Current influences for Canaan include Ed Sheeran, whose versatility he admires. “He’s a chameleon when it comes to music and I respect that. And I love Bruno Mars for showmanship. I admire his ‘swagger’, being able to have the audience in the palm of your hand.” Whenever asked to describe the kind of music he plays, Canaan cites another influence, “It’s like The Band CAMINO with a banjo. I also have a little Rascal Flatt-ness to my voice, a little twang.”
Canaan directs, edits, and produces all his music videos. “I do pretty much everything but hit record on the camera. I do all the things because I love it. It uses what I learned at Catawba, building sets, lighting, creating the characters.” He is resourceful, known to use duct tape to create the special effect he needs. He scouts locations, driving around Nashville with a map app. He knocks on people’s doors, introduces himself and asks, “Can we shoot a video in your back yard?” They let him.

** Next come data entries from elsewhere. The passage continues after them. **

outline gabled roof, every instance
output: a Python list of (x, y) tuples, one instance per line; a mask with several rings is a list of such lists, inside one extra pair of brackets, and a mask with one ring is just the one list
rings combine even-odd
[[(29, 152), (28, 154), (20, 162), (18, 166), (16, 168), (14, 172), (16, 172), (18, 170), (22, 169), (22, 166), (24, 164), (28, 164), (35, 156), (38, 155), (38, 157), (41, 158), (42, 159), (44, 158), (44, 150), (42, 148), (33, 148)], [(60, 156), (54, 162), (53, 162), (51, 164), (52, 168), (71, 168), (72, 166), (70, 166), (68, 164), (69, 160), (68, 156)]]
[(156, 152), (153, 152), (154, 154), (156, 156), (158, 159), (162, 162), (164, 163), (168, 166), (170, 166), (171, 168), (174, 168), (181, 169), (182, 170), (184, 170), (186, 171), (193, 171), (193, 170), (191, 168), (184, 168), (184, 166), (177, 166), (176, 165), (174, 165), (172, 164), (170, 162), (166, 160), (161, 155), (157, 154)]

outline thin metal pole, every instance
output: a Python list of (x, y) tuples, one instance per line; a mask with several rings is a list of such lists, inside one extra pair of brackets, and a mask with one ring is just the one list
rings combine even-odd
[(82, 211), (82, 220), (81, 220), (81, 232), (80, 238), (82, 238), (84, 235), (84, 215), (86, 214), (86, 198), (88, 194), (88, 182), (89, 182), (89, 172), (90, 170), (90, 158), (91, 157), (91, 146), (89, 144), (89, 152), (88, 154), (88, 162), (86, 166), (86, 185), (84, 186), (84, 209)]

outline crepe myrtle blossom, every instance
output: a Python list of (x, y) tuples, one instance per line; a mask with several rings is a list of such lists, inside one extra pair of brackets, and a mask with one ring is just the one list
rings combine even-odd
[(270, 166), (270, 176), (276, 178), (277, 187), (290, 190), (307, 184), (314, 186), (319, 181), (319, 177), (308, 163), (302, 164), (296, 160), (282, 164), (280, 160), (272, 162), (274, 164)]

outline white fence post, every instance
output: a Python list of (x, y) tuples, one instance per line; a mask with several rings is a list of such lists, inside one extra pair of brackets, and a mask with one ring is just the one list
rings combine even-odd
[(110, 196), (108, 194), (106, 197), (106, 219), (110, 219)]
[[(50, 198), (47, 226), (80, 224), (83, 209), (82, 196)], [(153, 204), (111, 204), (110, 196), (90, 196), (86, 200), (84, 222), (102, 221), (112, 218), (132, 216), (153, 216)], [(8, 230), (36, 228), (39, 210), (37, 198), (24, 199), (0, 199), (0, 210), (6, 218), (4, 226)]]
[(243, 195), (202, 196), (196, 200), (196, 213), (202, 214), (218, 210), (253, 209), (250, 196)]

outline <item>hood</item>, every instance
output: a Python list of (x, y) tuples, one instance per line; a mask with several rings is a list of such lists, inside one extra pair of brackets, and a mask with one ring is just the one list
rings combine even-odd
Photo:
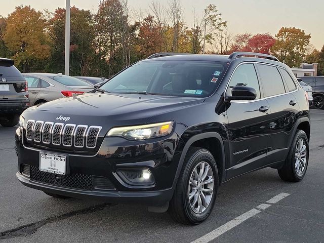
[(23, 113), (29, 119), (65, 123), (107, 126), (143, 124), (155, 115), (188, 107), (202, 98), (152, 95), (87, 93), (62, 98), (30, 107)]

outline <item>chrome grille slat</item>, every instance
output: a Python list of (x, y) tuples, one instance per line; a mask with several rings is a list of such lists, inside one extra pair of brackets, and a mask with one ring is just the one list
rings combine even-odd
[(26, 135), (27, 140), (32, 140), (32, 130), (34, 124), (35, 120), (28, 120), (26, 124)]
[(98, 126), (91, 126), (87, 132), (86, 136), (86, 147), (88, 148), (96, 147), (97, 140), (101, 130), (101, 127)]
[(25, 128), (27, 140), (37, 144), (95, 148), (101, 127), (28, 120)]
[(74, 132), (74, 147), (83, 148), (85, 146), (85, 136), (88, 129), (87, 125), (78, 125)]
[(42, 129), (44, 122), (43, 120), (37, 120), (35, 123), (33, 129), (33, 138), (35, 142), (40, 142), (42, 136)]
[(54, 145), (61, 145), (62, 131), (64, 125), (63, 123), (56, 123), (52, 131), (52, 143)]
[(62, 142), (63, 146), (71, 147), (73, 140), (73, 133), (75, 128), (75, 124), (66, 124), (63, 131)]
[(51, 133), (54, 123), (46, 122), (43, 126), (42, 138), (43, 142), (49, 144), (51, 142)]

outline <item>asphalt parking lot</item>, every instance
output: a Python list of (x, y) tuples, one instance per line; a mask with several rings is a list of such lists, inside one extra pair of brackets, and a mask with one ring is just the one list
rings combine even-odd
[(16, 128), (0, 126), (0, 242), (324, 242), (324, 110), (312, 110), (309, 163), (299, 183), (267, 168), (219, 188), (211, 216), (195, 226), (139, 205), (58, 199), (16, 178)]

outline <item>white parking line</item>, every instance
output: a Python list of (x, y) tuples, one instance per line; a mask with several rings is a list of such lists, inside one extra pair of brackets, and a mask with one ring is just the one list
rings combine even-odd
[[(248, 219), (257, 214), (261, 213), (261, 210), (264, 210), (266, 209), (269, 208), (272, 204), (274, 204), (278, 202), (279, 200), (284, 198), (286, 196), (289, 196), (290, 194), (281, 193), (278, 194), (276, 196), (274, 196), (269, 200), (268, 200), (266, 202), (268, 204), (261, 204), (256, 208), (256, 209), (252, 209), (249, 211), (243, 214), (240, 215), (239, 216), (237, 217), (234, 219), (232, 219), (230, 221), (228, 222), (225, 224), (223, 224), (221, 226), (219, 227), (216, 229), (214, 229), (211, 232), (210, 232), (208, 234), (205, 234), (203, 236), (192, 241), (191, 243), (207, 243), (209, 241), (216, 239), (220, 235), (221, 235), (223, 233), (226, 232), (230, 229), (232, 229), (235, 226), (237, 226), (241, 223), (245, 221), (247, 219)], [(259, 209), (261, 210), (259, 210)]]

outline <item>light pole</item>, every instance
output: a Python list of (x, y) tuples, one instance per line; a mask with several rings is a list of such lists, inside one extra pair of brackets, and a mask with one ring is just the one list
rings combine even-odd
[(64, 74), (70, 74), (70, 0), (66, 0), (65, 6), (65, 56)]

A huge inspiration for his music videos are Michael Jackson’s, with their theatrical stories. Canaan tries to incorporate “Michael Jackson on a budget”. He thinks of it as, “I have these skills. It was never ‘how do we stand out?’ it was ‘this is who I am’.”
He seeks to keep it all in perspective. “I think about this, when Michael Jackson died, the biggest pop star on planet Earth, the world was like, ‘Aww…let’s listen to his music today…What are we eating for dinner?’ If someone that caliber gets maybe twenty-four hours of ‘aww’, who cares what your mom thinks about you trying to chase your music career? Or what the haters are saying?” he says with a wry laugh. “If you realize that, it takes some of the pressure off.”
He has felt that pressure. “I remember being outside of Keppel Auditorium as a student, saying, ‘I made a mistake, I should’ve gone to film school,’ You feel like everything is the highest of stakes. But you have no grasp of what real life is yet. Scientifically, your brain is not fully formed at that age. I wish I could tell eighteen-year-old me that you have time. The only thing different between then and now is that I’m way smarter,” he laughs, “I just know so much more. If you could put that into students’ brains, that you’ve got so much still ahead of you. And if it doesn’t all work out the first year, good!”
Another memory: Going late at night to Keppel with his guitar, sitting on the edge of the stage and performing. He’d visualize what it would feel like playing in front of people. “And now, here we are,” Canaan smiles, referring to his performance on Keppel’s stage at Catawba’s 2025 Homecoming weekend.
So, if it doesn’t all work out that first year, good. It’s still going to be good, as Canaan can prove.
Catawba is pleased to share that Canaan Cox was inducted into the Blue Masque Hall of Fame in 2025.